Light Sail 2 beams back first images

Capitalism in space: The Planetary Society’s privately funded spacecraft Light Sail 2, launched June 25 on SpaceX’s Falcon Heavy, sent back its first images from orbit on July 7.

The images are not very interesting to look at, mostly because their purpose is engineering. Two cameras took pictures of the light sail’s deployment equipment inside the spacecraft to show that it is still in good shape. Another picture showed the Earth, demonstrating that the camera will be able to image the deployment of the solar sail, which might occur as early as today. UPDATE: They have announced that the deployment will not occur prior to July 21.
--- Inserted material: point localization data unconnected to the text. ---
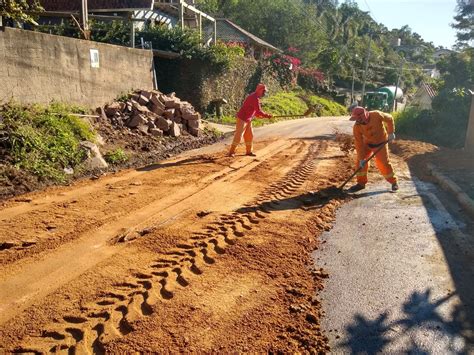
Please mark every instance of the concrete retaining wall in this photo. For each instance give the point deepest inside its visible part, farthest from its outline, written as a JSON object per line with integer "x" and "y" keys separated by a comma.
{"x": 38, "y": 68}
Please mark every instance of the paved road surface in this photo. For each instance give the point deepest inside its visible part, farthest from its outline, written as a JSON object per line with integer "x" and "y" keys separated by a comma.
{"x": 401, "y": 265}
{"x": 401, "y": 274}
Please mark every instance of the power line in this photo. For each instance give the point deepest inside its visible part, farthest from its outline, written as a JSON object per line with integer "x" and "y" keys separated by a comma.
{"x": 370, "y": 11}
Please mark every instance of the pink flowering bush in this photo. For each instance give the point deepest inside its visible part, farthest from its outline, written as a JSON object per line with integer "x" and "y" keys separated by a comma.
{"x": 284, "y": 68}
{"x": 311, "y": 79}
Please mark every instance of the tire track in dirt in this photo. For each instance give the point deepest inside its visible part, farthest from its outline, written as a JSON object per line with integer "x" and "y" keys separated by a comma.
{"x": 112, "y": 315}
{"x": 35, "y": 281}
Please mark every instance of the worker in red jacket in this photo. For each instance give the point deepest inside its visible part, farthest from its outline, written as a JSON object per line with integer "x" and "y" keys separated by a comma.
{"x": 250, "y": 109}
{"x": 372, "y": 130}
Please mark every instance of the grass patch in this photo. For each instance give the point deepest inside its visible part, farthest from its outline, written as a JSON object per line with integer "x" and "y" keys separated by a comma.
{"x": 289, "y": 103}
{"x": 117, "y": 156}
{"x": 44, "y": 140}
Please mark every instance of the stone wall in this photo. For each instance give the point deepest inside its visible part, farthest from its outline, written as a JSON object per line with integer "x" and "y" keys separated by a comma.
{"x": 38, "y": 68}
{"x": 198, "y": 83}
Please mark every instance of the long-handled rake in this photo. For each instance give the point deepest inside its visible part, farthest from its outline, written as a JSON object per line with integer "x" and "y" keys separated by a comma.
{"x": 307, "y": 113}
{"x": 337, "y": 191}
{"x": 360, "y": 167}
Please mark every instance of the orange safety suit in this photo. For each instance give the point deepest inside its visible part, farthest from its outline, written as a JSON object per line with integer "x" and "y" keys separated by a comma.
{"x": 251, "y": 108}
{"x": 369, "y": 137}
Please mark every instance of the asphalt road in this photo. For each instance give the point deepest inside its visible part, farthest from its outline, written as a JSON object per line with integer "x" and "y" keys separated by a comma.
{"x": 401, "y": 265}
{"x": 401, "y": 274}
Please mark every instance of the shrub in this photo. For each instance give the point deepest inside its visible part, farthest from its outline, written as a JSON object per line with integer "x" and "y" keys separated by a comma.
{"x": 116, "y": 156}
{"x": 283, "y": 67}
{"x": 444, "y": 125}
{"x": 44, "y": 139}
{"x": 311, "y": 79}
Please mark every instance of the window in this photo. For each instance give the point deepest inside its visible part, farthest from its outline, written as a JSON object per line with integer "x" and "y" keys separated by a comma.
{"x": 95, "y": 63}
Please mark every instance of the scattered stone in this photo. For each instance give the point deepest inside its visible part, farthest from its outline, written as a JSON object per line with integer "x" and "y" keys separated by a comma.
{"x": 94, "y": 159}
{"x": 137, "y": 121}
{"x": 311, "y": 318}
{"x": 157, "y": 111}
{"x": 163, "y": 124}
{"x": 204, "y": 213}
{"x": 156, "y": 132}
{"x": 174, "y": 130}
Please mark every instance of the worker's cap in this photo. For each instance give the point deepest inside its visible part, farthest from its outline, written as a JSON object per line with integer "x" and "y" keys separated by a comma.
{"x": 261, "y": 87}
{"x": 359, "y": 114}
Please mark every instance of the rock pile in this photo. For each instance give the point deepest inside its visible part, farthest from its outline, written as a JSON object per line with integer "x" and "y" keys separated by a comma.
{"x": 154, "y": 113}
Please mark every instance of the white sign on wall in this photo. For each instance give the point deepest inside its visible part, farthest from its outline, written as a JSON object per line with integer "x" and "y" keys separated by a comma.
{"x": 95, "y": 62}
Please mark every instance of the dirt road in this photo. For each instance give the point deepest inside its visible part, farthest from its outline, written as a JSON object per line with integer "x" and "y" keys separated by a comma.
{"x": 200, "y": 253}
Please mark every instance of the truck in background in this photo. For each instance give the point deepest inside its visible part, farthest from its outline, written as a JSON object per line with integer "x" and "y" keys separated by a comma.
{"x": 382, "y": 99}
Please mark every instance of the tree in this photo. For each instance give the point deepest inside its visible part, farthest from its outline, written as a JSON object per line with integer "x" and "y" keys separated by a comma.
{"x": 465, "y": 23}
{"x": 18, "y": 10}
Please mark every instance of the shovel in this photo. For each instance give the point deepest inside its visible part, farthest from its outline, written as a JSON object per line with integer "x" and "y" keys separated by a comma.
{"x": 360, "y": 167}
{"x": 308, "y": 112}
{"x": 335, "y": 191}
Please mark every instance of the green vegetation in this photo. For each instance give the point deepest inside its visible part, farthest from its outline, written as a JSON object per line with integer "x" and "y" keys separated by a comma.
{"x": 44, "y": 140}
{"x": 185, "y": 42}
{"x": 116, "y": 156}
{"x": 16, "y": 10}
{"x": 289, "y": 103}
{"x": 331, "y": 36}
{"x": 446, "y": 124}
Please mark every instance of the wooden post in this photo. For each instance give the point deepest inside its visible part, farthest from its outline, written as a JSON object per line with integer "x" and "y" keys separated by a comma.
{"x": 85, "y": 19}
{"x": 394, "y": 104}
{"x": 132, "y": 31}
{"x": 200, "y": 25}
{"x": 181, "y": 14}
{"x": 352, "y": 88}
{"x": 469, "y": 143}
{"x": 215, "y": 31}
{"x": 366, "y": 67}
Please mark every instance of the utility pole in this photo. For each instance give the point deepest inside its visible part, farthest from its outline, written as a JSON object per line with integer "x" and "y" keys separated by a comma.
{"x": 352, "y": 89}
{"x": 366, "y": 66}
{"x": 85, "y": 20}
{"x": 469, "y": 143}
{"x": 394, "y": 107}
{"x": 181, "y": 14}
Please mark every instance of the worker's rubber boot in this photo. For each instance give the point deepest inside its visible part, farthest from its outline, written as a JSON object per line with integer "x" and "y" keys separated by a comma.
{"x": 356, "y": 187}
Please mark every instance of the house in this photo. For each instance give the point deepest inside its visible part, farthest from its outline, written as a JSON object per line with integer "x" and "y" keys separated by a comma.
{"x": 227, "y": 31}
{"x": 165, "y": 12}
{"x": 441, "y": 53}
{"x": 432, "y": 71}
{"x": 423, "y": 97}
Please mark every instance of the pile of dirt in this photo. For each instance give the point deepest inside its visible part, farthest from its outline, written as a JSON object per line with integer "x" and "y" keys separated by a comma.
{"x": 456, "y": 164}
{"x": 225, "y": 266}
{"x": 154, "y": 113}
{"x": 140, "y": 146}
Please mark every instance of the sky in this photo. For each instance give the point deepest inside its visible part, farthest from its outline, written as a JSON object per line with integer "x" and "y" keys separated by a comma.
{"x": 431, "y": 19}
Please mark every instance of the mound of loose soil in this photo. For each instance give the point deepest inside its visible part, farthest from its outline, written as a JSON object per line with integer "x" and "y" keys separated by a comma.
{"x": 142, "y": 149}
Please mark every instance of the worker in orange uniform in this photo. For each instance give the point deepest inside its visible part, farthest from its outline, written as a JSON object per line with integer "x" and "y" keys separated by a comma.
{"x": 372, "y": 129}
{"x": 250, "y": 109}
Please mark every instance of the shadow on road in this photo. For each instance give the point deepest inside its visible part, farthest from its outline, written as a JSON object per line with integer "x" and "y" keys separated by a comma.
{"x": 420, "y": 313}
{"x": 189, "y": 161}
{"x": 458, "y": 246}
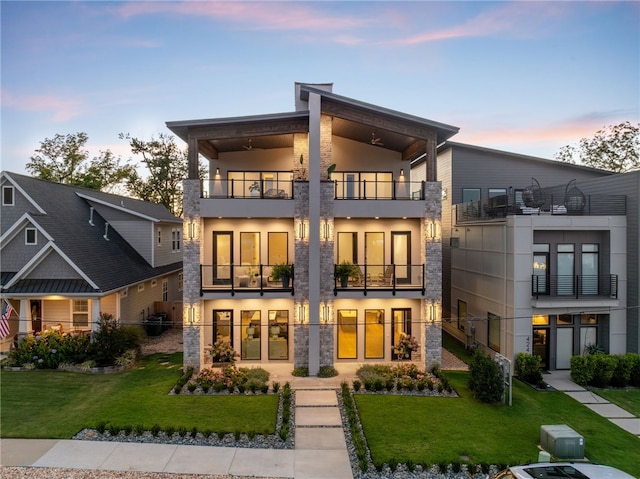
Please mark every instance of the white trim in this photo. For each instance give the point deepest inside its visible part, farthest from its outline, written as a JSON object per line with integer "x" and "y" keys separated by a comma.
{"x": 21, "y": 223}
{"x": 39, "y": 257}
{"x": 118, "y": 208}
{"x": 24, "y": 193}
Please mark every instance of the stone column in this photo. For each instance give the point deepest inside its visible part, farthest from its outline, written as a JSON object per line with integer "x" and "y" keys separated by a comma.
{"x": 192, "y": 320}
{"x": 432, "y": 311}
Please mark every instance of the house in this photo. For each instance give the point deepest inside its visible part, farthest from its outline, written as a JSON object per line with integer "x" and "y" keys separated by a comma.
{"x": 538, "y": 256}
{"x": 314, "y": 188}
{"x": 68, "y": 254}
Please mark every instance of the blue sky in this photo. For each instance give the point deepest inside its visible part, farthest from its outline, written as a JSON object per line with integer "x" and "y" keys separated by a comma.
{"x": 526, "y": 77}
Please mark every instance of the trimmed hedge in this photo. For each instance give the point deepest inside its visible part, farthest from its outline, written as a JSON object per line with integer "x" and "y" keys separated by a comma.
{"x": 604, "y": 370}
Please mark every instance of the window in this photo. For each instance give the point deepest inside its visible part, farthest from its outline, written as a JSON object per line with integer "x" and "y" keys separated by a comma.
{"x": 470, "y": 194}
{"x": 462, "y": 315}
{"x": 494, "y": 331}
{"x": 175, "y": 240}
{"x": 30, "y": 236}
{"x": 7, "y": 196}
{"x": 347, "y": 334}
{"x": 80, "y": 313}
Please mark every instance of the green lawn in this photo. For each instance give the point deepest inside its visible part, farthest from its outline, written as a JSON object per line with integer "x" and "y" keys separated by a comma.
{"x": 54, "y": 404}
{"x": 435, "y": 430}
{"x": 627, "y": 399}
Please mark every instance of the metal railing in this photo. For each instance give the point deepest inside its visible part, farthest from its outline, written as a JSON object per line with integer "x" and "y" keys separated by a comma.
{"x": 379, "y": 190}
{"x": 254, "y": 189}
{"x": 503, "y": 206}
{"x": 243, "y": 278}
{"x": 578, "y": 286}
{"x": 394, "y": 277}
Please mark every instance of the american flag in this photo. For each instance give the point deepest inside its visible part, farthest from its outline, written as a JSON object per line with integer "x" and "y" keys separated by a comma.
{"x": 4, "y": 322}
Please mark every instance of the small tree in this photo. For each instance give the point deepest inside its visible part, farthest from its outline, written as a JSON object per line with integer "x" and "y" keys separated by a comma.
{"x": 615, "y": 148}
{"x": 485, "y": 378}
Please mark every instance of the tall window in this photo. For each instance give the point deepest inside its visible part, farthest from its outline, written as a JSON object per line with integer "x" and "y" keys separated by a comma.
{"x": 494, "y": 331}
{"x": 7, "y": 196}
{"x": 176, "y": 238}
{"x": 462, "y": 315}
{"x": 347, "y": 334}
{"x": 80, "y": 313}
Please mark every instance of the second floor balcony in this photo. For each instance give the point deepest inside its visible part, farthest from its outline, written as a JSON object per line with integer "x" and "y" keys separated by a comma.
{"x": 575, "y": 286}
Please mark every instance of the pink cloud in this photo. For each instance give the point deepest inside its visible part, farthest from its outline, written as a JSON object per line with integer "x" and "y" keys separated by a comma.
{"x": 60, "y": 108}
{"x": 251, "y": 15}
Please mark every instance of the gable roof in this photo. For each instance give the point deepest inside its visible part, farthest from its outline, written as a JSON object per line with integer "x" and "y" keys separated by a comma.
{"x": 106, "y": 265}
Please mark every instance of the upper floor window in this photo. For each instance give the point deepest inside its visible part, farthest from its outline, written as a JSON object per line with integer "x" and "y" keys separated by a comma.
{"x": 30, "y": 236}
{"x": 175, "y": 240}
{"x": 7, "y": 196}
{"x": 470, "y": 194}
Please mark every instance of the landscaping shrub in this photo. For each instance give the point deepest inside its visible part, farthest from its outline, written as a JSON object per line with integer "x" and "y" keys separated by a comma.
{"x": 527, "y": 368}
{"x": 485, "y": 378}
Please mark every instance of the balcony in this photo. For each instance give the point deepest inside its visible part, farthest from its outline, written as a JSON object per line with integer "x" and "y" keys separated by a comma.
{"x": 379, "y": 190}
{"x": 578, "y": 286}
{"x": 382, "y": 277}
{"x": 243, "y": 279}
{"x": 503, "y": 206}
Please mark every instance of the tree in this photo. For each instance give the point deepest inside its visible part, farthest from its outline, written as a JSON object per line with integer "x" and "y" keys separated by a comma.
{"x": 168, "y": 166}
{"x": 63, "y": 159}
{"x": 615, "y": 148}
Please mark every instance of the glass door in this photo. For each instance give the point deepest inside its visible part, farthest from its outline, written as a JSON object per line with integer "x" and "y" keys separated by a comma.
{"x": 222, "y": 256}
{"x": 400, "y": 324}
{"x": 401, "y": 255}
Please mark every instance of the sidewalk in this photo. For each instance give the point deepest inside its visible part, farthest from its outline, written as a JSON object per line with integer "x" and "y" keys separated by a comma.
{"x": 561, "y": 380}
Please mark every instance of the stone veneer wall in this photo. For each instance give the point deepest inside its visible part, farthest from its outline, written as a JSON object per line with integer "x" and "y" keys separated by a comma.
{"x": 192, "y": 333}
{"x": 432, "y": 344}
{"x": 300, "y": 281}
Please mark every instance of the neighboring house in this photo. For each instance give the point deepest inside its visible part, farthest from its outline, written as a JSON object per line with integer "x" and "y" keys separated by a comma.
{"x": 325, "y": 184}
{"x": 68, "y": 254}
{"x": 551, "y": 277}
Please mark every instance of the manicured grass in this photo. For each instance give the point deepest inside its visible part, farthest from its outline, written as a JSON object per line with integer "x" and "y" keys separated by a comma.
{"x": 436, "y": 430}
{"x": 627, "y": 399}
{"x": 54, "y": 404}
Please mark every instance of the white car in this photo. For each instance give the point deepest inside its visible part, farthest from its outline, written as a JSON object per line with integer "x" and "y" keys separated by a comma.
{"x": 562, "y": 470}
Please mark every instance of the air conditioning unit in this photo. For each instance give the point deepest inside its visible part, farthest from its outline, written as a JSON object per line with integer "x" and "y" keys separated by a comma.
{"x": 562, "y": 442}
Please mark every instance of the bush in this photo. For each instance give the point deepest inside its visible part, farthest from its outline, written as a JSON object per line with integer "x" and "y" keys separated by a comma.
{"x": 527, "y": 368}
{"x": 485, "y": 378}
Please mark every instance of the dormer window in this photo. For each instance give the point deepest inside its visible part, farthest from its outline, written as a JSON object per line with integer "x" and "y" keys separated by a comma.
{"x": 30, "y": 236}
{"x": 8, "y": 196}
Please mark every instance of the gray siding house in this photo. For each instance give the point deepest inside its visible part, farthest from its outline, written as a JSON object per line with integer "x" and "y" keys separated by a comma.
{"x": 68, "y": 254}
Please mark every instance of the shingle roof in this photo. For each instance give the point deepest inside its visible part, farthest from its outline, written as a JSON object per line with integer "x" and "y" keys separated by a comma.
{"x": 111, "y": 264}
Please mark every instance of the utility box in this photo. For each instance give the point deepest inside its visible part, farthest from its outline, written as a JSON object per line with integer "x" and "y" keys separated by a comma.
{"x": 562, "y": 442}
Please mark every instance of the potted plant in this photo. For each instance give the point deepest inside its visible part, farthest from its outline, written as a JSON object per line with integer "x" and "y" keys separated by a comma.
{"x": 282, "y": 271}
{"x": 344, "y": 271}
{"x": 254, "y": 188}
{"x": 222, "y": 353}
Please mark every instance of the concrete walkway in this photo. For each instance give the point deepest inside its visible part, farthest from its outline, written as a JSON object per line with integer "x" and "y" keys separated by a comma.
{"x": 561, "y": 380}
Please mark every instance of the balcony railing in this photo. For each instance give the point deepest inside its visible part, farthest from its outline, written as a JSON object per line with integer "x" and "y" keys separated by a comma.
{"x": 578, "y": 286}
{"x": 502, "y": 206}
{"x": 253, "y": 189}
{"x": 243, "y": 278}
{"x": 393, "y": 277}
{"x": 379, "y": 190}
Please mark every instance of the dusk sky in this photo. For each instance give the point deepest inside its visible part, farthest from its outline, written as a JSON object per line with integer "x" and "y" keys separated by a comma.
{"x": 525, "y": 77}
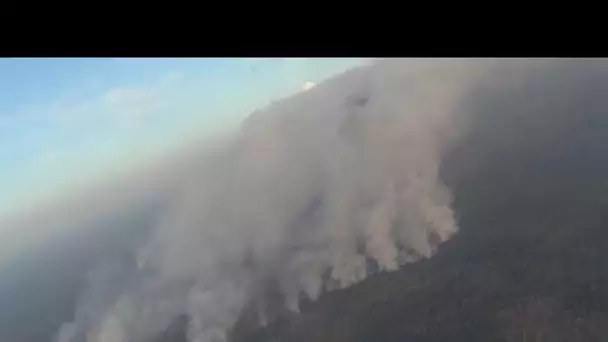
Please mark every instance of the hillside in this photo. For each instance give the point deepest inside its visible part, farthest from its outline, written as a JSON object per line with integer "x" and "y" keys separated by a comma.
{"x": 528, "y": 174}
{"x": 530, "y": 185}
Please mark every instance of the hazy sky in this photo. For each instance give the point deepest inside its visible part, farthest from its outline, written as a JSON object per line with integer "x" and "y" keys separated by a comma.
{"x": 69, "y": 121}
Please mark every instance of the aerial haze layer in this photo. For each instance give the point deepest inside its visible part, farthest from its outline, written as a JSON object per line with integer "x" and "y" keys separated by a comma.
{"x": 308, "y": 195}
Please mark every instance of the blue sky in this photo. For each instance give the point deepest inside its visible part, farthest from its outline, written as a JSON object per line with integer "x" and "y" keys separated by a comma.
{"x": 65, "y": 122}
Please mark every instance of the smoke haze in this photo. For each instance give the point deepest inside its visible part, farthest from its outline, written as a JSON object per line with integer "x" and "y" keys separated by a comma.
{"x": 311, "y": 194}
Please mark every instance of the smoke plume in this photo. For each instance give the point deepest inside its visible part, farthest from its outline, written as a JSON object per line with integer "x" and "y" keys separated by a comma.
{"x": 311, "y": 194}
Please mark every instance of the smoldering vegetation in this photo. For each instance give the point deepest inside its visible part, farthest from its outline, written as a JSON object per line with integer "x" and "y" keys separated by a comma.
{"x": 312, "y": 194}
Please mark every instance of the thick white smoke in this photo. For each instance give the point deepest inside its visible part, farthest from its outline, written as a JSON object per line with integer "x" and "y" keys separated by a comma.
{"x": 307, "y": 193}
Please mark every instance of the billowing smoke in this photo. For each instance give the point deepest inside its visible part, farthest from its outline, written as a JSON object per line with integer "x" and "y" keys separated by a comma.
{"x": 311, "y": 194}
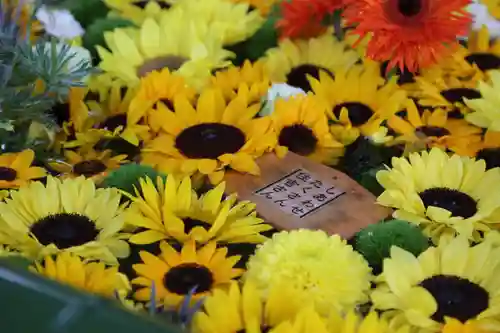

Once deployed from a cubesat about the size of a loaf of bread, the sail will be about the size of a boxing ring. They will then attempt to use the sunlight bouncing off it to sail in space, changing the sail’s orbit.

The science team also announced the debut of a mission control website, where the public can see live updates whenever the spacecraft sends back new information. As I write this the solar sail is still listed as “stowed,” but that status will change once they attempt the deployment.

For the public this website will be especially useful once the sail deploys, because it will be very bright to observers on the ground. The site shows Light Sail 2’s present position, making it possible for viewers to better anticipate when they will be able to see it fly overhead.

Update: This post has been revised slightly to make it more accurate, as per a comment by reader Rex Ridenoure.